Tentunya tidak perlu gegabah berpikir bahwa lobbying skills menjadi kemampuan utama seorang ketua DSAK diatas kemampuan teknis akuntansinya, namun selayaknya DPN-IAI mengingatkan siapapun yang akan diangkat menjadi ketua DSAK bahwa peran politis ketua DSAK-IAI di forum nasional dan internasional sangat berbeda dengan 5-10 tahun yang lalu. Kemampuan lobby dan diplomasi selayaknya mendapatkan bobot tambahan dalam menyeleksi ketua DSAK-IAI. Dan tidak bisa dipungkiri bahwa kemampuan ini cukup sulit ditemui pada sebagian besar akuntan yang memiliki stereotype konservatif, pemalu, kutu buku, geeky, dan menghindari spotlight. Seorang akuntan publik pernah berseloroh kepada saya, “oleh sebab itulah Mbak Ersa jarang sekali akuntan publik yang duduk di DPR atau menjadi public figure. Tidak seperti pengacara atau dokter. Memang DNA akuntan itu berbeda.”

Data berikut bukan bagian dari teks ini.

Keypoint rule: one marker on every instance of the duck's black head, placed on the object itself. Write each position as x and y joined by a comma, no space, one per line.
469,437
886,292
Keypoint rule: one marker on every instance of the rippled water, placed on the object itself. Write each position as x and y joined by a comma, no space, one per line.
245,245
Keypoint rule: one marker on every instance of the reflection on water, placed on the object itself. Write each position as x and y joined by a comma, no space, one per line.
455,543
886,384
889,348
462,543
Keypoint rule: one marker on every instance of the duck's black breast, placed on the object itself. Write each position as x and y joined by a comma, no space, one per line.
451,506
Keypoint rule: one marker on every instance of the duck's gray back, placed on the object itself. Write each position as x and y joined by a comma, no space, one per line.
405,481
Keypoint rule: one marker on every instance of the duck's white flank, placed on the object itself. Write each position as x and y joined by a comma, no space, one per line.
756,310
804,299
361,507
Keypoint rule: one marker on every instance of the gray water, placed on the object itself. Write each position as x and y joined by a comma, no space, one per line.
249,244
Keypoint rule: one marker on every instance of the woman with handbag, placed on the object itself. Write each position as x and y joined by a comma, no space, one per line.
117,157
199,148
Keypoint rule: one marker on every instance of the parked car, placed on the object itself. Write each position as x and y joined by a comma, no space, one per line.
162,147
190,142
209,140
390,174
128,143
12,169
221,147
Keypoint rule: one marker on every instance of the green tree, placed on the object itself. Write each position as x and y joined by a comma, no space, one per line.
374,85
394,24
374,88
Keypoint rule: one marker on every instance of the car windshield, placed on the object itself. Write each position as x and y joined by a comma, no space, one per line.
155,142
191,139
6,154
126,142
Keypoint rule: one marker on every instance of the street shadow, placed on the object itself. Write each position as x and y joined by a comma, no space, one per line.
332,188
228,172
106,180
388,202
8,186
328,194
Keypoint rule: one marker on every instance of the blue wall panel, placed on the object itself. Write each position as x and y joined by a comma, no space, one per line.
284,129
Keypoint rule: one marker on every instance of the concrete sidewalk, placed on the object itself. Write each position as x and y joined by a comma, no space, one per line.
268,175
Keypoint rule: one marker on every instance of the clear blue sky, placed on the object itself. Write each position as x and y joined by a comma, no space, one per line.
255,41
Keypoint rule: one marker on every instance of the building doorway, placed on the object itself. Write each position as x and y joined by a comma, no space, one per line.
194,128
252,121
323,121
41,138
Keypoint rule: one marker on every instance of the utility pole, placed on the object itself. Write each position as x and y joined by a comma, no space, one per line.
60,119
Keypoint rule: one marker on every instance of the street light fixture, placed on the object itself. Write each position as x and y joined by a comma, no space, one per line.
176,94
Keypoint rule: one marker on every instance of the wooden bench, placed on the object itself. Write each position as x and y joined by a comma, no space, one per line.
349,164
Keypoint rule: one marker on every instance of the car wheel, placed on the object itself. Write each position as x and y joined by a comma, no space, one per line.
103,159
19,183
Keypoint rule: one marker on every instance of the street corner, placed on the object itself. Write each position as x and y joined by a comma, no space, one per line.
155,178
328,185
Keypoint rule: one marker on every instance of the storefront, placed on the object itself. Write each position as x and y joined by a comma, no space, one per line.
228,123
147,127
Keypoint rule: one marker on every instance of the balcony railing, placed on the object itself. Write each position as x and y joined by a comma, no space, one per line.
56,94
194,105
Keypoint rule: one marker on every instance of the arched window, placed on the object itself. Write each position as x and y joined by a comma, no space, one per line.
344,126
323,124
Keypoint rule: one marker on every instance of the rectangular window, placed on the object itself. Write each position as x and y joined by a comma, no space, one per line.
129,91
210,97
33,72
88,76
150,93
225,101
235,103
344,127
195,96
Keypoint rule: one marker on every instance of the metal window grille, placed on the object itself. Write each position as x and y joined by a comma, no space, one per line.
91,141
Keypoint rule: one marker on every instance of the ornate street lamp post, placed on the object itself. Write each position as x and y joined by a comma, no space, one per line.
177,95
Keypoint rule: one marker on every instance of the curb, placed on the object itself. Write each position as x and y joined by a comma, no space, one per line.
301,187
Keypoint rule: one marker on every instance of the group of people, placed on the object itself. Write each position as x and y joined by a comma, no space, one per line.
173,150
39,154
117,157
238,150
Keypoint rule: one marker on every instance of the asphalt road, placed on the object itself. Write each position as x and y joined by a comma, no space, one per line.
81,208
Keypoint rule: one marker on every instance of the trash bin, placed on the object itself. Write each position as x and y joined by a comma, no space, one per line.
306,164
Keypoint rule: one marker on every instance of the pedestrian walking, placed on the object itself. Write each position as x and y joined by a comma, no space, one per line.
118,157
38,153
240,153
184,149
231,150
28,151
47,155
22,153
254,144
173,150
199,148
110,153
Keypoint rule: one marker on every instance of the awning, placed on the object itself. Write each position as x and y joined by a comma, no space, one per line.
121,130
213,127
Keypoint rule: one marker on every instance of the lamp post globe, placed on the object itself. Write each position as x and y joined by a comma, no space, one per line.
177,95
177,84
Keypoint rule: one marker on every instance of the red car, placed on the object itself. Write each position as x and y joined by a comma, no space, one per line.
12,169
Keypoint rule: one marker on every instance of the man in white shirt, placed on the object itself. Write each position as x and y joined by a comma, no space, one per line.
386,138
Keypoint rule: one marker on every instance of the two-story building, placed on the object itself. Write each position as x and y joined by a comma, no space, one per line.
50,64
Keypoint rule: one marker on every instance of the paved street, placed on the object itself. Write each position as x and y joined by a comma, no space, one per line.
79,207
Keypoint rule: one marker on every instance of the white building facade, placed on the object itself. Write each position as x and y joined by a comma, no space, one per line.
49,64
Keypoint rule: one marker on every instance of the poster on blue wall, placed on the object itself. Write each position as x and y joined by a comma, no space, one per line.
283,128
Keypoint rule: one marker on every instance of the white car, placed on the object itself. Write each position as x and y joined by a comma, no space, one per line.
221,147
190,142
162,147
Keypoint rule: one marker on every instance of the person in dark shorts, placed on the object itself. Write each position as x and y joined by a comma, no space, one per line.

Rosita Uli Sinaga telah meningkatkan brand image DSAK-IAI dengan sesekali melayani Tanya jawab wartawan dan lugas menjawab mereka dalam konferensi press. Keaktifan IAI dalam dua tahun terakhir merilis berita pers seputar aktivitas DSAK-IAI dan mengutip banyak ucapan ketua DSAK-IAI, juga meningkatkan pemberitaan ketua DSAK-IAI secara signifikan. Mungkin fakta bawa ketua DSAK-IAI saat ini adalah wanita yang memang secara alamiah “lebih luwes” daripada laki-laki, telah membuat media exposure DSAK-IAI meningkat. Sejak Komite Prinsip Akuntansi Indonesia dibentuk tahun 1974 yang menjadi cikal bakal DSAK-IAI, baru mulai Juli 2009 DSAK-IAI dipimpin oleh seorang wanita.

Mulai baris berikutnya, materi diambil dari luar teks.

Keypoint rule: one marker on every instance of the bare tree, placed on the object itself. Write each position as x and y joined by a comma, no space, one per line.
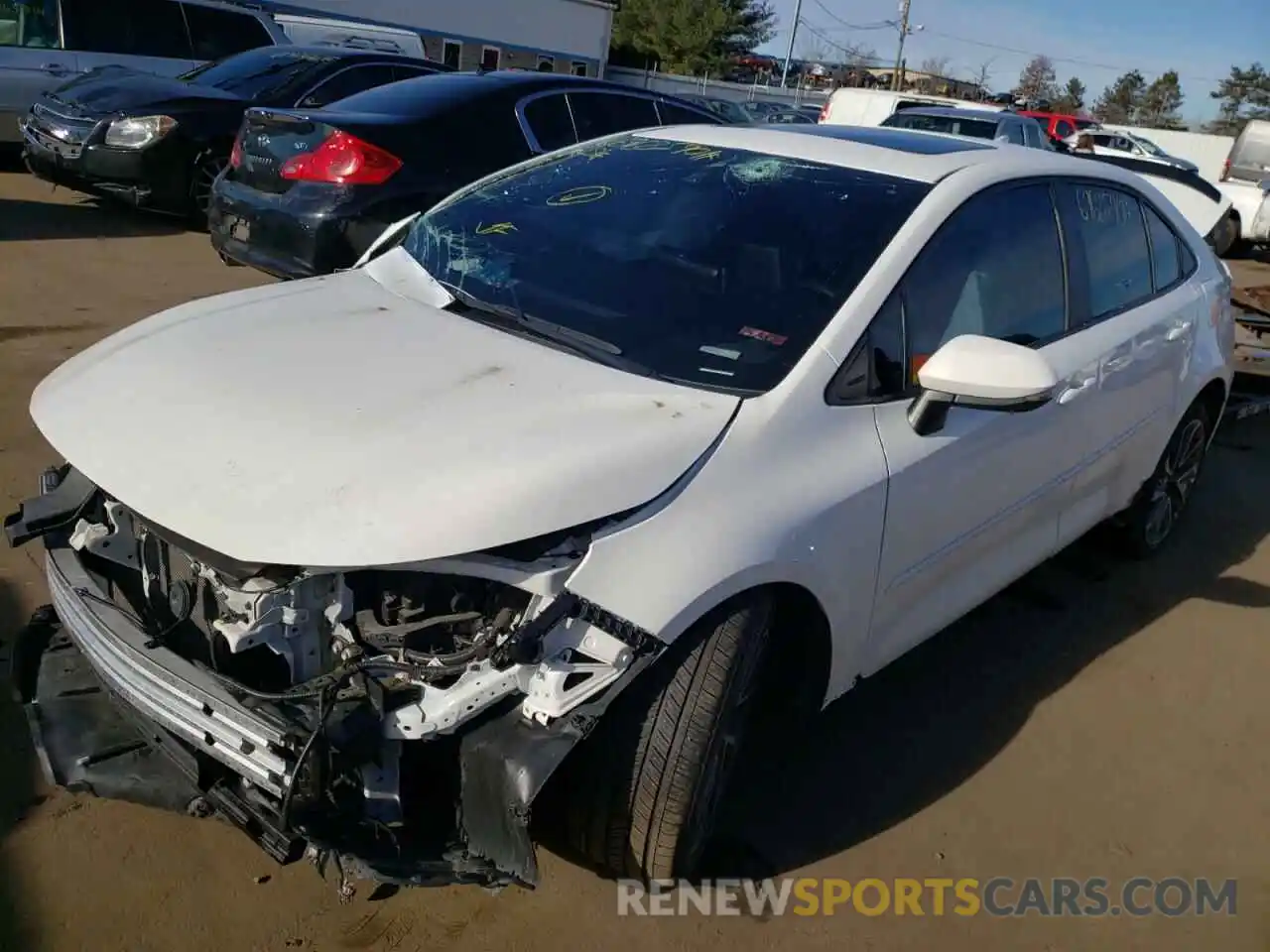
935,70
982,77
812,49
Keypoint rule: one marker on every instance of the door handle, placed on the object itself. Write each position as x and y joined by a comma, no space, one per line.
1179,330
1083,386
1118,363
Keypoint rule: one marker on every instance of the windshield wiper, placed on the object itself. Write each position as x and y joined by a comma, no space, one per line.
578,341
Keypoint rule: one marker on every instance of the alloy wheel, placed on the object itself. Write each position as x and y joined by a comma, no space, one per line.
1174,484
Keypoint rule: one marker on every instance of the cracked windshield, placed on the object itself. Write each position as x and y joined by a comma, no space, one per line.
695,263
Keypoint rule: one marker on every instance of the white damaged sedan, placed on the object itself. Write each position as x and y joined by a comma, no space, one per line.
587,456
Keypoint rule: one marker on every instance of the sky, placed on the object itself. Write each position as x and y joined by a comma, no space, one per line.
1095,40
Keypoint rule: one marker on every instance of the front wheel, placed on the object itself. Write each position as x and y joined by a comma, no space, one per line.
1150,521
200,180
643,793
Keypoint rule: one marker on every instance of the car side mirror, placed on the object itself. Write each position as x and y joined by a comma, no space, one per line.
980,372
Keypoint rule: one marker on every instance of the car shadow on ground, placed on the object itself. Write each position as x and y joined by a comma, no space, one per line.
27,220
919,729
18,789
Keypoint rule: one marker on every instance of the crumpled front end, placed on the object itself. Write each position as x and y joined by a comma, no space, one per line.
397,722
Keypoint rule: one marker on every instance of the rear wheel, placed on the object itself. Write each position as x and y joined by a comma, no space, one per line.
200,180
643,793
1150,521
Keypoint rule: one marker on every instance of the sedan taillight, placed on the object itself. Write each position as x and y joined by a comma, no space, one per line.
341,160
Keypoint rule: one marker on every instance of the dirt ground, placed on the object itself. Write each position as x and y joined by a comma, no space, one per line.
1097,720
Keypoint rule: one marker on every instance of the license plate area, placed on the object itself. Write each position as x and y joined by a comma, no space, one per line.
50,145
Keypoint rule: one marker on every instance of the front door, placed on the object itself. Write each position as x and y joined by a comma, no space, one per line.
976,504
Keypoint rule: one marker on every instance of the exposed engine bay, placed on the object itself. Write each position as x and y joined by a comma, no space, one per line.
353,692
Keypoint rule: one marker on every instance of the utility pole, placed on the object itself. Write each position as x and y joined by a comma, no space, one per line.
899,54
789,53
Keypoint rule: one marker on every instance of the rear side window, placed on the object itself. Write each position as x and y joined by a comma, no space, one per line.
550,123
216,33
597,114
1165,253
354,79
30,23
126,28
951,125
1112,234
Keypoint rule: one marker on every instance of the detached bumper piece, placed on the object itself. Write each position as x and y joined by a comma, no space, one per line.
90,740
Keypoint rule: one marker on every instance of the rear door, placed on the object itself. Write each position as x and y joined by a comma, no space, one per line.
143,35
32,59
601,113
1133,307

Antusiasme Rosita terhadap penyusunan standar akuntansi telah dimulai sejak beliau mahasiswa tingkat akhir tahun 1990an ketika membantu Komite PAI menerjemahkan IAS yang diadopsi dalam SAK 1994 sehingga cukup sulit membayangkan ada orang lain yang lebih passionate daripada Rosita dalam hal konvergensi IFRS. Passion is contagious, antusiasme seperti ini dengan mudah menular dan bisa dilihat dari kegiatan public hearing IAI yang selalu penuh. Bukan hanya ketua DSAK-IAI, namun juga anggota DSAK-IAI lainnya seperti keramahan Irsan Gunawan dan kerendahan hati wakil ketua DSAK-IAI, Roy Iman Wirahardja juga telah membantu citra DSAK-IAI menjadi lebih hangat, bersahabat dan accessible.

Simpulan

Dalam menaklukan gelombang konvergensi IFRS, DSAK-IAI perlu menjadi lebih low profile terhadap konstituennya di Indonesia dengan lebih membuka diri dan meningkatkan transparansi. Namun DSAK-IAI juga harus high profile dan percaya diri dalam aktivitas Internasional. Hal ini harus ditunjang oleh tenaga-tenaga teknis dalam manajemen purnawaktu IAI yang kompeten dan berdedikasi tinggi. Bila DSAK-IAI akan memutuskan untuk lebih membuka diri, maka Manajemen IAI harus mampu membantu DSAK-IAI menjadi lebih profesional dan transparan.

IAI adalah organisasi profesi yang profesional dan sangat disegani baik oleh industri, pemerintah maupun lembaga profesi lainnya. DSAK dan DSAS IAI adalah elemen terpenting yang menjadikan IAI organisasi yang berpengaruh di ranah kebijakan publik. Saya yakin para pengurus IAI dan pihak manajemen IAI akan terus berupaya agar dewan standar yang terhormat ini mendapatkan dukungan sumberdaya terbaik untuk dapat terus meningkatkan fungsi dan martabatnya. Dirgahayu IAI. Maju terus Akuntan Indonesia!

*****


*Penulis adalah Direktur Teknis IAI periode Juli 2009-Agustus 2011. Saat ini Ersa sedang menempuh program S3 Akuntansi pada Manchester Business School, University of Manchester, Inggris.